GM C platform, also known as the C-Body, was a front wheel drive (FWD) automobile platform used by General Motors's Cadillac, Buick and Oldsobile divisions for their full-sized automobiles from 1985 through 1996, sharing a transverse engine configuration, rack and pinion steering and four-wheel independent suspension. 

Significantly shorter, narrower, lighter and more fuel-efficient than the platform they replaced, the C Platform vehicles were noted for having nearly the same key interior dimensions as their predecessors and a much more nearly flat passenger compartment floor — albeit with thinner seats and dramatically less upper tumblehome, locating windshield as well as side glass closer to passengers. 

Introduced in early 1984, the models were marketed as the Oldsmobile Ninety-Eight (11th gen), Buick Electra (6th gen) and Cadillac Deville (6th gen) and Fleetwood (1985-90), and were manufactured at Wentzville Assembly, Orion Assembly, and Lansing Car Assembly. 

All C-Bodies used, V6 or V8 engines, GM's TMH440 transaxle (initially), unibody construction — and all had been aerodynamically refined, with the Oldsmobile achieving a .383 drag coefficient. 

Both the H platform and C platform were largely identical, sharing the same 110.8 in wheelbase, most bodywork, interior details, glass and engines. 

Cadillac would later introduce C Body models with a 113.8 in wheelbase. Most C-body vehicles were ultimately replaced with cars on the related G, H, and K platform designations.

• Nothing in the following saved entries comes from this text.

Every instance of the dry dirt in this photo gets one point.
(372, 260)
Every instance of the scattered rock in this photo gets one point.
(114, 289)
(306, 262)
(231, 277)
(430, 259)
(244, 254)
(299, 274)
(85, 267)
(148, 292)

The Cadillac Series 75 limousine briefly made its return on this platform, stretched by 23.6" to a wheelbase of 134.4". Cadillac used the platform though 1993; Buick heavily revised the Electra, becoming the first generation Buick Park Avenue (1991-1996), while still using the C Platform; and Oldsmobile marketed C Platform derivatives through 1990, notably the Oldsmobile Touring Sedan.

Models using the C Platform

Related H body models
The H platform and C platform were largely identical, sharing the same 110.8 in wheelbase, most bodywork, interior details, glass and engines.